Mati-matian dia melupakan perasaannya. Namun, perasaan yang telanjur tertanam itu bagai virus yang menyebar begitu cepat. Tidak bisa hilang bagaimanapun dia berusaha untuk melupa. Mungkin akan lebih baik baginya untuk menyatakan perasaannya. Aku mencintaimu. Cukup dua kata itu, tapi dia tidak punya keberanian seperti pendahulunya; hanya kebisuan yang bisa dia tawarkan pada lelaki pujaannya.

Hari ini dia harus membawa kucing piaraannya ke klinik dan itu sudah cukup sebagai alasan baginya untuk bertemu dengan lelaki pujaannya. Dia harus mempunyai sebuah alasan, bahkan untuk sekadar bertemu karena dia tidak punya keberanian seperti yang dimiliki ibu ataupun kakaknya untuk mendekati lelaki pilihan mereka. Semalaman, dia telah meramu keberanian yang diwariskan secara genetik dari keluarganya. Tak lupa pula dia menyusun narasi untuk sekadar mewakili perasaannya.

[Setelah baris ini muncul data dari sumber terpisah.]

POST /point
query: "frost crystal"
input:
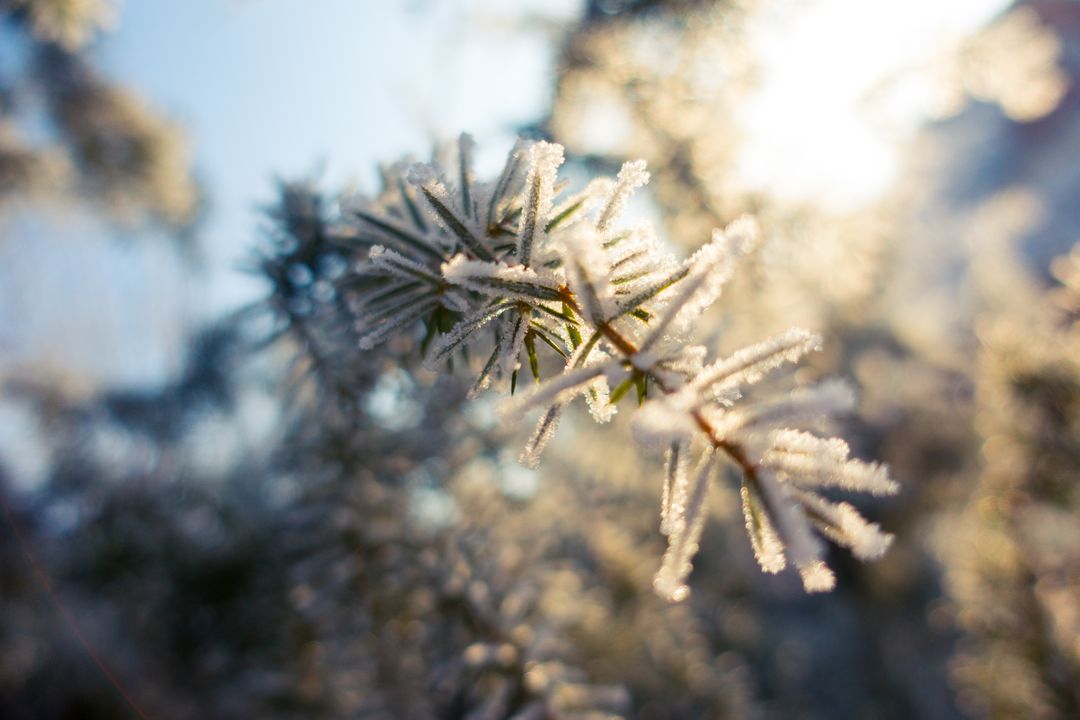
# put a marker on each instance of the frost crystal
(532, 277)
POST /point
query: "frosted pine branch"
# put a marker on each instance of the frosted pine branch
(514, 273)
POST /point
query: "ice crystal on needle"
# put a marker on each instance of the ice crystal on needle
(515, 271)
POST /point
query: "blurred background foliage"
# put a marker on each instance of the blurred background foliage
(278, 525)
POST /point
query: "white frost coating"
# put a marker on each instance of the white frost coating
(809, 461)
(768, 548)
(751, 364)
(544, 159)
(498, 280)
(588, 273)
(632, 176)
(842, 524)
(817, 576)
(826, 399)
(661, 422)
(709, 269)
(802, 547)
(395, 263)
(684, 540)
(579, 205)
(597, 397)
(674, 484)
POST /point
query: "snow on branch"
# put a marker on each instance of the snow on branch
(518, 273)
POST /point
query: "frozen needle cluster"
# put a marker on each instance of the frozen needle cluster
(517, 271)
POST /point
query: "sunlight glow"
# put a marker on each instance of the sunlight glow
(812, 133)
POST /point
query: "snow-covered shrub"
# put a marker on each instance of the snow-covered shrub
(521, 272)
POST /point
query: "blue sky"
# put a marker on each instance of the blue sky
(279, 87)
(264, 89)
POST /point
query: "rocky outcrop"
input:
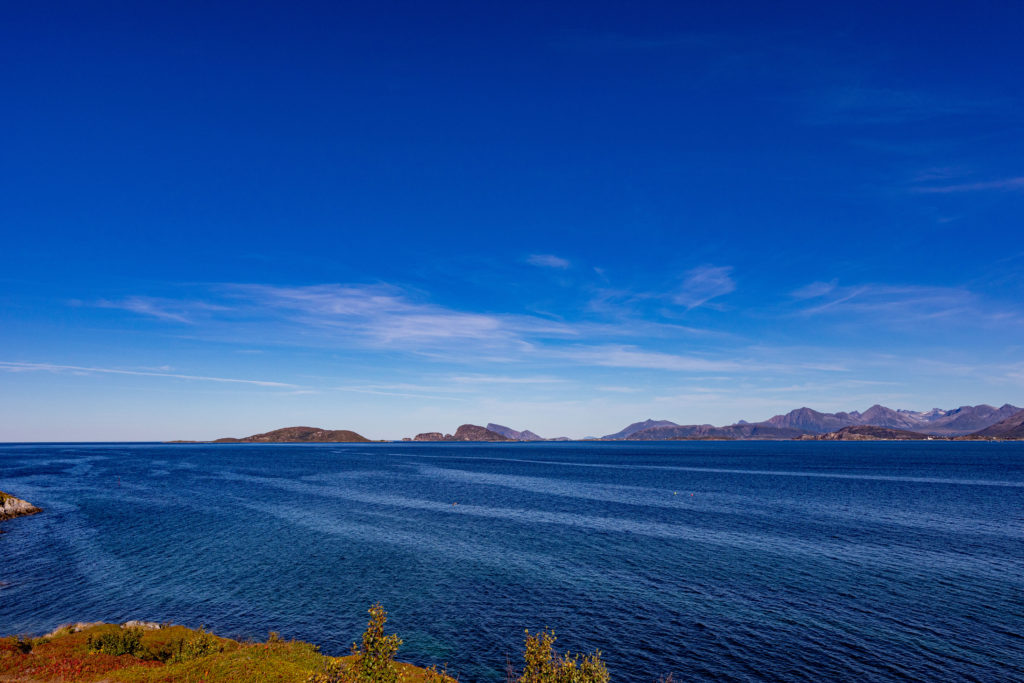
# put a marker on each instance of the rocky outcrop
(300, 435)
(477, 433)
(11, 507)
(867, 433)
(464, 433)
(1011, 428)
(432, 436)
(637, 426)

Keberanian yang harusnya telah mendarah daging itu bagai teracuni dan hilang, sedangkan narasi yang telah dia pelajari selama mengenyam pendidikan sastra tiba-tiba membebal ketika dia berhadapan dengan lelaki pujaannya. Yang bisa dilakukan hanyalah meremas buku-buku jarinya untuk mengatasi kegugupan. Jantungnya bagaimana berpacu dan dia sampai takut jika lelaki di hadapannya itu dapat mendengar degup jantungnya yang sudah seperti genderang.

Sadarkan dirimu! Kau harus bersikap normal, makinya dalam hati.

“Kucingmu mengalami gangguan pencernaan. Sepertinya dia salah makan. Kau harus lebih memperhatikan makanannya,” ucap lelaki itu setelah memeriksa kucing piaraannya yang tiga hari ini terlihat lesu.

“Oh, begitu.” Sekali lagi perempuan itu mengutuki diri sendiri atas ucapan yang barusan saja dia katakan. Harusnya dia menjawab lebih panjang lagi agar punya bahan untuk berbincang dengan lelaki di hadapannya.

Dia memeras otak, mengingat narasi yang telah dia siapkan semalam, tapi tak ada yang tersisa. Dia tidak pernah sebodoh ini di sekolah. Kini perempuan itu mulai berpikir mungkin saja dia bukan anak kandung dari keluarganya. Mungkin saja dia hanya anak pungut karena tidak punya keberanian seperti ibu dan kakakknya.

“Untuk tiga hari ke depan jangan dimandikan dulu, ya. Dan juga jangan lupa minggu depan jadwal vaksinisasi.”

Agak tersentak dia mendengar ucapan lelaki pujaannya. Itu artinya minggu depan mereka akan bertemu lagi dan itu artinya seminggu ini dia harus mengumpulkan keberanian juga narasi cinta untuk disampaikan pada lelaki pujaannya. Dia tidak ingin terlihat bodoh lagi seperti hari ini. Setidaknya dia harus membuat lelaki pujaannya mengetahui perasaannya agar lelaki pujaannya mengerti arti gugupnya selama ini, agar lelaki pujaannya itu tahu betapa gundah hatinya selama ini menanggung rindu.